顔を左側に向けるとカーテンの奥からうっすらと朝日が見え、鼻に何かが刺さっているのがわかる。
病院?・・・あ、確か、カフェで優美さんと・・・。
優美さんが話をしなくてはいけないとか言っていて、コーヒーを淹れようとして・・・

そこからの記憶がない。

じゃあ、この人は・・・未希子が何とか体を起こそうと肘をついた時、男性はストレッチをしながら未希子の頭を何度か撫で、眠そうな顔でおはようと顔を上げた。未希子は目の前にある色香たっぷりのレンにびっくりして、ハッと息を呑んだ。

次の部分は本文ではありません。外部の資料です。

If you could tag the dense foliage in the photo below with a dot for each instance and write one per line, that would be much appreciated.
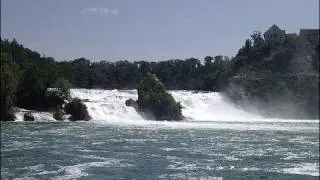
(155, 103)
(26, 78)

レンはそんな未希子の表情に思わず口元がほころびた。

「よく眠れたか?」

ゆっくりと頭を撫でながら聞いてくるレンは昨日までの絶対零度のような視線ではなく、とろとろのはちみつのような甘い視線を投げかけていた。
未希子は今の状況が理解できず、ただ呆然と視線をレンに向けると、静かに未希子の髪を弄んでいた。

「気分はどう?少しは良くなったか?」

未希子はあまりにも優しく接してくるレンに対し、どう反応していいのかわからず、ただコクコクとうなずいた。
レンはベッドに半分以上体を預けた状態で、未希子の枕に自分の頭を預けて、右腕で未希子を抱きしめ、左腕は未希子の頭上を回って髪を梳いている。何も言わず、ただお互いじっと見つめ合っていたその時、病室のドアがガラッと開いて、二人の男性が入ってきた。